In promulgating the motu proprio Summorum Pontificum the Holy Father has done a great service to the Church in the search for truth. In this respect the new publication, Vatican Council II: An Open Discussion, by Monsignor Brunero Gherardini, is a timely contribution to the debate.Monsignor Gherardini concludes his book by asking that the Supreme Pontiff,

“clarify definitively every aspect and contents of the last Council. Such omnia reparare [reparation of everything] could be accomplished through a great papal document, which would go down in history as a sign and witness of the vigilant and responsible exercise of His ministry as the Successor of Peter.”

Videre Petrum.

In recent Episcopal ordinations Pope Benedict XVI said to each candidate:

“The Gospel must penetrate him, the living Word of God must, so to speak, pervade him…. The first characteristic that the Lord requires of the servant is fidelity….He is entrusted with a great good that does not belong to him. The Church is not ‘our Church’, but His Church, God’s Church. The servant must give an account of the way that he has taken care of the goods that have been entrusted to him. ….We know that things in civil society, and often in the Church too, go badly because those upon whom responsibility has been conferred work for themselves and not the community, for the common good.”

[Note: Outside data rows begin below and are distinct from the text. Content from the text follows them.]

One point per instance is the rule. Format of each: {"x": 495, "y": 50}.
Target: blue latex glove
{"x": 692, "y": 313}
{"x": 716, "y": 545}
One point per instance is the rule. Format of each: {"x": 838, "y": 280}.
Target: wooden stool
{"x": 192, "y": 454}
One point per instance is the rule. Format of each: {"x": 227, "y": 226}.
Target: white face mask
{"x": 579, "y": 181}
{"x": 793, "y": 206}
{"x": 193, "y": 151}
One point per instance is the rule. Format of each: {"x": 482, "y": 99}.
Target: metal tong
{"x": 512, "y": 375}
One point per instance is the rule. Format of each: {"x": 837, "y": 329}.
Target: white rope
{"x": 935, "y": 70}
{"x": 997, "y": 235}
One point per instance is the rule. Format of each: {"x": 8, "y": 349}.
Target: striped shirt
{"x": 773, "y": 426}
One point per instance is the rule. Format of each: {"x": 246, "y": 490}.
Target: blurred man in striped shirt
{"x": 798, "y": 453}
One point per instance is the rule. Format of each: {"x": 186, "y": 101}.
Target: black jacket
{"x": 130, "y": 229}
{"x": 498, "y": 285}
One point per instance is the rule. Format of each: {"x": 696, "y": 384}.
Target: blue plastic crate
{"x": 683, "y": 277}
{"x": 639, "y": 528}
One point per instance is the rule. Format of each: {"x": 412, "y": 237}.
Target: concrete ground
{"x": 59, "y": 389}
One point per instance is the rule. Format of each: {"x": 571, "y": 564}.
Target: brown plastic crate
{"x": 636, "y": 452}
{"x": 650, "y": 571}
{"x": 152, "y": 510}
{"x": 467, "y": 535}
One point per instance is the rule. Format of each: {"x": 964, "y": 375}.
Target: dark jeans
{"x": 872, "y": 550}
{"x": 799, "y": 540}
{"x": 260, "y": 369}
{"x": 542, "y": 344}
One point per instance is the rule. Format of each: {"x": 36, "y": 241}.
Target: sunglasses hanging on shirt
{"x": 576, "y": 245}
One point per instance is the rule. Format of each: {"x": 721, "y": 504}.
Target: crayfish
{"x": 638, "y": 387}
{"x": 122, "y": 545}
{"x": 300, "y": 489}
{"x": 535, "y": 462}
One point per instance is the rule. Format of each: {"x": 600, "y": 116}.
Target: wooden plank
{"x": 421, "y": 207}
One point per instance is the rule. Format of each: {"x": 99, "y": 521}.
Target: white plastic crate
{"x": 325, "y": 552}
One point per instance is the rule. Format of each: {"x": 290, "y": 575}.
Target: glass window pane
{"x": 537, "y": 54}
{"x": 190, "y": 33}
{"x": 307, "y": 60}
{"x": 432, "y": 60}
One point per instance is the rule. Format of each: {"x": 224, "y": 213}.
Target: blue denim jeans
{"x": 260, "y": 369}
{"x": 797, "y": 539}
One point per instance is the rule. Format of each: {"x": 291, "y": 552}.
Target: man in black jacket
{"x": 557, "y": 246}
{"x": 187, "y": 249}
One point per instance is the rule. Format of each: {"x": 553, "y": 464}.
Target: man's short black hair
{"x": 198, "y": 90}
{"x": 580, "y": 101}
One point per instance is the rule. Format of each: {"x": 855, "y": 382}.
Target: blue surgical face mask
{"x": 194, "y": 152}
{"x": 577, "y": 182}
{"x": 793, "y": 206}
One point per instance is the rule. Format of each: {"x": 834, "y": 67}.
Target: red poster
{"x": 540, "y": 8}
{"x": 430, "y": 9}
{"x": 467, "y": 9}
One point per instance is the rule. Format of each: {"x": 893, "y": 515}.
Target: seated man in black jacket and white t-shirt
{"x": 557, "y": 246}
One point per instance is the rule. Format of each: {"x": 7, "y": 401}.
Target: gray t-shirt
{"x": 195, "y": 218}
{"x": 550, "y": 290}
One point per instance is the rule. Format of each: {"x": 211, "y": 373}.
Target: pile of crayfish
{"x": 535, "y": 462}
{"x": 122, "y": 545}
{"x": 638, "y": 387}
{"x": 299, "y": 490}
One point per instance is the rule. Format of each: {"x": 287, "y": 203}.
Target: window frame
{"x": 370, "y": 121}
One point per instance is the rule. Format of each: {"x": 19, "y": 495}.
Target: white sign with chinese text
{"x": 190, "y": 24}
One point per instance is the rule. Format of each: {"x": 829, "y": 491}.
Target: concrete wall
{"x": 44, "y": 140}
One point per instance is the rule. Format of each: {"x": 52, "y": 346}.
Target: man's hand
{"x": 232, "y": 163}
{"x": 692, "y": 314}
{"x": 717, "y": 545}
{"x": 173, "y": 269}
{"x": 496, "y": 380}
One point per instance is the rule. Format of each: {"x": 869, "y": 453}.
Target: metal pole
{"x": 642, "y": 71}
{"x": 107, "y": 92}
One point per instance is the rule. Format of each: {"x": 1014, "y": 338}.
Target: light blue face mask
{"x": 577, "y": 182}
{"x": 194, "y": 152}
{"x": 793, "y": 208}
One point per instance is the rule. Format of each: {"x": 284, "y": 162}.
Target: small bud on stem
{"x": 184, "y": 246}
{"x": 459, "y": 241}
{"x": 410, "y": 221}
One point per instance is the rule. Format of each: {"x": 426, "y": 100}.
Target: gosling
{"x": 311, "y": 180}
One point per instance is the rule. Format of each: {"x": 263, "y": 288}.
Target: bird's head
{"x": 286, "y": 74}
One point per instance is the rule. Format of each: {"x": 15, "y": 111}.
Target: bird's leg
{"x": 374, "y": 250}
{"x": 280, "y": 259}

To have fidelity to the Lord also requires fidelity to Peter, and things are going badly in the Church because too many bishops refuse fidelity to Christ’s Vicar on earth in favour of temporary self-interest. But to “see Peter” is not a mere tourist, let alone administrative, endeavour. It is all too easy to go to the Pope in audience and be unaware of the tremendous graces attached to physical proximity with the Successor of Peter. That is why the Apostle Paul took great pains to write to the Galatians to assure them that, after three years of contemplative prayers in Arabia, he went to Jerusalem to “see Peter.” Since Paul was the only apostle who did not witness the Resurrection, nor even met Our Lord, it was important for him to prove that he was no less of an apostle. Therefore, he had to establish the moral authority upon which his Pauline doctrine would be based. Sin ce that time Catholics, have always yearned to Videre Petrum.

However, Paul went to “see Peter” for an even more important reason, upon which the first reason rests. The Apostle Paul wished to ensure that his doctrine was in perfect accord with the doctrine taught by Peter, Prince of the Apostles. . . .

Thus, the faithful bishop, or, indeed, any Catholic, will always have the desire to videre Petrum, to “see Peter”, to refine his faith and discern his role in the Church in the light of the faith. We cannot “see Peter”, beneath what is human in his successors, unless we look, listen and speak with the spirit of faith. On an even more concrete level, bishops must approach the audience of the Holy Father in a spirit of love, which will open the soul, attuning it to the wisdom of what one will hear. That is required both before and after the audience, to better ruminate what one has heard. Those many bishops who fail to act in perfect accord with Peter should think very carefully about their leadership under Peter and the adverse affect it is having on their priests and their flocks. Perhaps, at the second anniversary of Summorum Pontificum, and entering the third year at the end of which they have to provide “an account of the way that [they have] taken care of the goods that have been entrusted to [them],” it is an ideal moment to consider their fidelity to Peter and ensure that their teaching is in perfect accord with that of the Vicar of Christ. Therein lies the “interior reconciliation” and “peace and serenity” so desired by our Holy Father Pope Benedict XVI in his Letter to Bishops that accompanied his motu proprioSummorum Pontificum.